Le vicende e la carriera di Dave Chappelle, dalla prima partecipazione, 20enne, nel Robin Hood di Mel Brooks fino alla sua misteriosa fuga in Sudafrica, passando attraverso l’enorme successo del Dave Chappelle Show su Comedy Central, meriterebbero un post a sé stante – così come meriterebbero un blog a sé stante alcune delle sue performance migliori, come Black Bush o Samuel L. Jackson Beer. Ma questa è appunto un’altra storia.

Dude, where’s my car, Danny Leiner 2000

Dude, where’s my car*
di Danny Leiner, 2000

"We are not guys. We are hot chicks."

Tra i titoli più citati della stoner comedy americana degli ultimi dieci anni c’è quasi sempre questo film, primo titolo rilevante di Leiner prima del boom di Harold and Kumar. Ma confrontato con il successivo questo film, piccolo cult negli States grazie al successo dell’edzione DVD tra i più giovani, fa una figura assai magra. Prima di tutto perché Seann William Scott e Ashton Kutcher non sono Cho e Penn, ma anche perché Dude è un film che è programmaticamente ridotto all’osso, al confronto del quale i primi film dei Farrelly sembrano gli ultimi di Bergman.

Ma messo in campo che, come al solito, si tratta di un tipo di film con cui bisogna scendere a patti, così come con lo stimolo a guardarlo fino in fondo e con la propria intelligenza, Dude ha dalla sua un grandissimo pregio: il totale disinteresse nei confronti della trama, in senso tradizionale. Chester e Jesse attraversano il film più che altro come in un assurdo e cretinissimo videogioco, allineando situazioni paradossali e superandole in un crescendo che nel finale camp-sci-fi non può lasciare indifferenti – e che semmai può produrre sanissime reazioni di fastidio e rigetto.

Bella gara di sublime idiozia tra la scena del take away cinese e quella dei tatuaggi.

*il titolo italiano del film è l’arcinoto e tremebondo Fatti, strafatti e strafighe, ma a scriverlo tutto grosso là sopra mi piangeva il cuore.

[gayest. fantasy hero. ever.]

L’episodio ferragostano di Friday Prejudice.
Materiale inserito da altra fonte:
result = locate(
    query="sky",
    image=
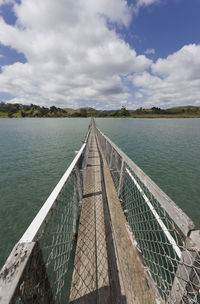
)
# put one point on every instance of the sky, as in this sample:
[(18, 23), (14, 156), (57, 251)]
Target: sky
[(99, 53)]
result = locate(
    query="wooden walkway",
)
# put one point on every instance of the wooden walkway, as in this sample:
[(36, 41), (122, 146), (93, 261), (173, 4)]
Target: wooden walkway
[(107, 268)]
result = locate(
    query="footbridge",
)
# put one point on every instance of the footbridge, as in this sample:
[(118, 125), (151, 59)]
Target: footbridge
[(106, 234)]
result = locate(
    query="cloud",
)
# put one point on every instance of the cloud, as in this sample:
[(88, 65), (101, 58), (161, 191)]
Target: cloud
[(71, 54), (143, 3), (174, 80), (149, 51), (2, 2)]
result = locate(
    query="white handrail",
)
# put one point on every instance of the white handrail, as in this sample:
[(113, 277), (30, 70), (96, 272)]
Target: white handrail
[(157, 217), (37, 223)]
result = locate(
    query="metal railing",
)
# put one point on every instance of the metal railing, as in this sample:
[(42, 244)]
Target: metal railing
[(164, 236), (40, 266)]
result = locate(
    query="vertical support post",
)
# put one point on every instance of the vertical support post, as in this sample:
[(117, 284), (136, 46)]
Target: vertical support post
[(79, 194), (111, 157), (121, 179), (186, 285)]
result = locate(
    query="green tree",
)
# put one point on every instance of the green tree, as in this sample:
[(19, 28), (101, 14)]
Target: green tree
[(124, 112)]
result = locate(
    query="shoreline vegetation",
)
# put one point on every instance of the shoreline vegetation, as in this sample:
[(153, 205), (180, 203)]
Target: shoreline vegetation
[(8, 110)]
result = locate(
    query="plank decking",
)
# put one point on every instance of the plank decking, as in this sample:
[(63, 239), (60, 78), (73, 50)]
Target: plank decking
[(107, 268)]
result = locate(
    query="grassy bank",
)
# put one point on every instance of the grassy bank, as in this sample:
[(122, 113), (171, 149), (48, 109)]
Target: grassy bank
[(26, 111)]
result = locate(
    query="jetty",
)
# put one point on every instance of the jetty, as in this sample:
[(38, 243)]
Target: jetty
[(106, 234)]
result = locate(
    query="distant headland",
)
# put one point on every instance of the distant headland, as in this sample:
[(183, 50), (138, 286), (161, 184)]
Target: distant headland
[(8, 110)]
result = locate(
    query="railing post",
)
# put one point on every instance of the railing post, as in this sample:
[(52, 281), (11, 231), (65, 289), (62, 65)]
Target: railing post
[(111, 157), (79, 194), (186, 285), (121, 179)]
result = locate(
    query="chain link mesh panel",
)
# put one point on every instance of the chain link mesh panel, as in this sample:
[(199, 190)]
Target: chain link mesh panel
[(172, 258), (47, 277)]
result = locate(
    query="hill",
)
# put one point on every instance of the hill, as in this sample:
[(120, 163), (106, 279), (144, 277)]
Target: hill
[(19, 110)]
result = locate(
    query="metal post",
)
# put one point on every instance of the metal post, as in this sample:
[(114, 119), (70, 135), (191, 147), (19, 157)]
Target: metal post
[(121, 179), (186, 285), (111, 157), (79, 194)]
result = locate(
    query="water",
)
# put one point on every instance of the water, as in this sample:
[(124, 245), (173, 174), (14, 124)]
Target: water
[(168, 150), (34, 153)]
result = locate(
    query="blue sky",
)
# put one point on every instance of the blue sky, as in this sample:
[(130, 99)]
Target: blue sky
[(99, 53)]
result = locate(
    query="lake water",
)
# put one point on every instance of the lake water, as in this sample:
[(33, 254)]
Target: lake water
[(34, 153)]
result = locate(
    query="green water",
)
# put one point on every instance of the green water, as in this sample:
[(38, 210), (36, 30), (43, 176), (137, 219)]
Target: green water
[(34, 153)]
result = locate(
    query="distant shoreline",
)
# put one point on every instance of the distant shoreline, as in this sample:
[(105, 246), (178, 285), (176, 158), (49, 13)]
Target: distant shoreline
[(133, 117), (35, 111)]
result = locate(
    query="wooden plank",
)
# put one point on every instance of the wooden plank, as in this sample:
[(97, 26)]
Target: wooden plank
[(12, 272), (90, 267), (133, 278), (102, 259)]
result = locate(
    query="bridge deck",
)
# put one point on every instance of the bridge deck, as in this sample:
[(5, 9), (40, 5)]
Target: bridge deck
[(107, 268)]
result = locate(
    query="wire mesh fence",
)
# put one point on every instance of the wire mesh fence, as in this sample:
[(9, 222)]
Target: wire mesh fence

Tutta roba buona.

Son of Rambow, Garth Jennings 2007

Son of Rambow
di Garth Jennings, 2007

Esordire nel Regno Unito con una cosetta come la Guida galattica per autostoppisti fu un notevole rischio, per il regista di alcuni bellissimi videoclip nascosto dietro il marchio Hammer & Tongs, che condivide con il socio-produttore Nick Goldsmith. Il film lasciò infatti molti scontenti, tra i fan i Douglas Adams e non solo: da queste parti, all’esatto contrario, si sperò ardentemente, con notevole entusiasmo per la freschezza e il senso dell’humor dimostrato con il suo difficilissimo adattamento d’esordio, che Garth Jennings sfornasse al più presto un secondo lungometraggio.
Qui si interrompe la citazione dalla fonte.